Geri Schneider Winters is the primary author of the popular Use Case book "Applying Use Cases: A Practical Guide" and the founder of Wyyzzk, Inc. She has over 25 years experience spanning the software development lifecycle. Geri has learned her craft working with folks such as Grady Booch, Jim Rumbaugh, Ivar Jacobson, Walker Royce, Scott Ambler, Warren Woodford, Philippe Kruchten, and Kendall Scott, along with many less well known, but equally talented, people. Geri has worked in many companies in many industries, including IBM, Boeing, Lockheed, Adobe, Intuit, Delta Dental, United Healthcare, Blue Cross Blue Shield, The Money Store, Charles Schwab, The Federal Reserve Bank, Visa International, USAA, Stanford University, University of California, Carnegie Mellon University, HiLCoE College, Agilent, Knights Technology, Deloitte and Touche, Safeway, and Coca-Cola Enterprises.

2 thoughts on “Who Runs a Software Project?

  1. Chandrima

    Hi Geri,

    Well said. This Trio combinedly gives direction to the whole team. But ultimately it is Business Analyst’s responsibility to ensure that the solution provided is what the customer had asked for

    I follow your tips regularly and would like to tell you that they have been really helpful. I work as a business analyst in the IT industry for Insurance domain. Use cases form a vital part of our documentation.

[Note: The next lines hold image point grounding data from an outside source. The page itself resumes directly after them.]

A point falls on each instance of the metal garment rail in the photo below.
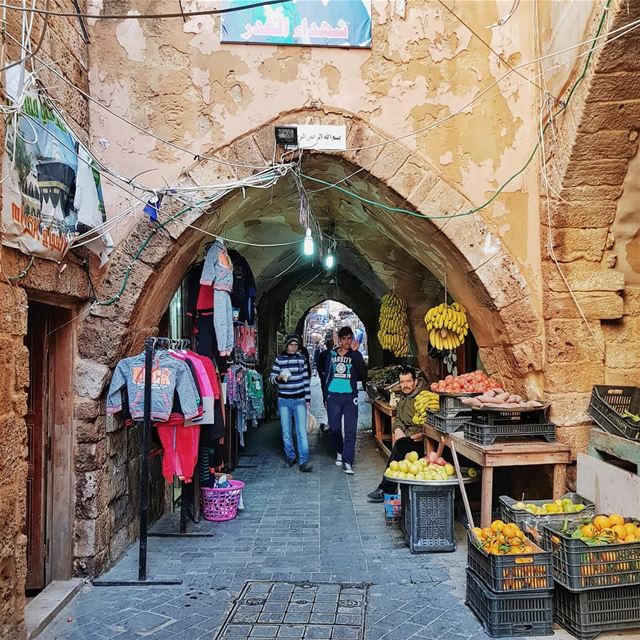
(150, 346)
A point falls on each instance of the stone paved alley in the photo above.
(296, 528)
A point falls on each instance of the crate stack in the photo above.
(486, 426)
(452, 413)
(597, 587)
(534, 522)
(427, 517)
(510, 594)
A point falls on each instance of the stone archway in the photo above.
(482, 275)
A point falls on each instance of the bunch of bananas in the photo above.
(447, 325)
(393, 332)
(425, 400)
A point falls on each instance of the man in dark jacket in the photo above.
(344, 368)
(408, 436)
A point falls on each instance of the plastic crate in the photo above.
(482, 433)
(578, 566)
(588, 613)
(446, 424)
(392, 508)
(536, 416)
(508, 573)
(427, 517)
(524, 519)
(509, 615)
(451, 404)
(607, 404)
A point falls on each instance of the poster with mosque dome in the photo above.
(325, 23)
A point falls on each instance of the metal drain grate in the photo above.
(300, 611)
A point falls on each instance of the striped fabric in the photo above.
(297, 386)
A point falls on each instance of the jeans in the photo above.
(223, 321)
(401, 447)
(345, 405)
(295, 408)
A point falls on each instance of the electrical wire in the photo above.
(196, 156)
(543, 167)
(508, 181)
(148, 16)
(33, 53)
(486, 44)
(475, 100)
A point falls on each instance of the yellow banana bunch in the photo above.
(425, 401)
(393, 331)
(447, 325)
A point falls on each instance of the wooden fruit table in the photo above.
(504, 454)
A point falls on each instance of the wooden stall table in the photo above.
(382, 415)
(504, 454)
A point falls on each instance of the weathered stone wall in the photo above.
(63, 48)
(14, 378)
(590, 218)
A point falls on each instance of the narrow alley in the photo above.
(306, 532)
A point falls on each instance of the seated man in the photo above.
(408, 436)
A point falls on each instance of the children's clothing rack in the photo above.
(150, 346)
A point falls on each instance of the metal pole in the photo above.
(463, 489)
(144, 462)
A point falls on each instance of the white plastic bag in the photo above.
(312, 423)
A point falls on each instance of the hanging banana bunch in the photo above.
(393, 331)
(447, 326)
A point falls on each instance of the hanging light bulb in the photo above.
(307, 247)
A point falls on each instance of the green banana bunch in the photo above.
(447, 325)
(425, 401)
(393, 331)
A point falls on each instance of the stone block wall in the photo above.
(65, 51)
(14, 379)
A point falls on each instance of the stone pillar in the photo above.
(14, 378)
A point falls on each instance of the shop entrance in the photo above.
(48, 521)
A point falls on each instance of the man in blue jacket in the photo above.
(344, 368)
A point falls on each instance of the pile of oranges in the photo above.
(502, 539)
(608, 530)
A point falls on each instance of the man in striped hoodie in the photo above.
(291, 373)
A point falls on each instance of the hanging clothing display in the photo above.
(186, 404)
(243, 295)
(221, 294)
(245, 395)
(217, 276)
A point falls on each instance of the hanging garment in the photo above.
(218, 269)
(245, 342)
(255, 395)
(169, 377)
(179, 449)
(223, 321)
(244, 291)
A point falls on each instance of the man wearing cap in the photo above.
(290, 372)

    keep those ideas and tips flowing! you are doing a good job really


  2. Hanuma

    Hi Geri,

    Might be a late comment!

    I’ve been working as a Business Analyst for SCM Domain and have been regularly following your tips.

    This has been is very nice information; even though all the three roles are well aware of this, usually the regular communication is not followed, often independent decisions are taken which effect the Project on the whole.

    We often the three face issue in taking the final decision agreed by the three. Couple of projects i’ve been involved, there has been these kind of circumstances.

    And now i realize, how things could have been handled better!

    It would be the Project Manager’s responsibility to make sure project is successful.

    Thank You Geri for all the tips and support for Business Analysts.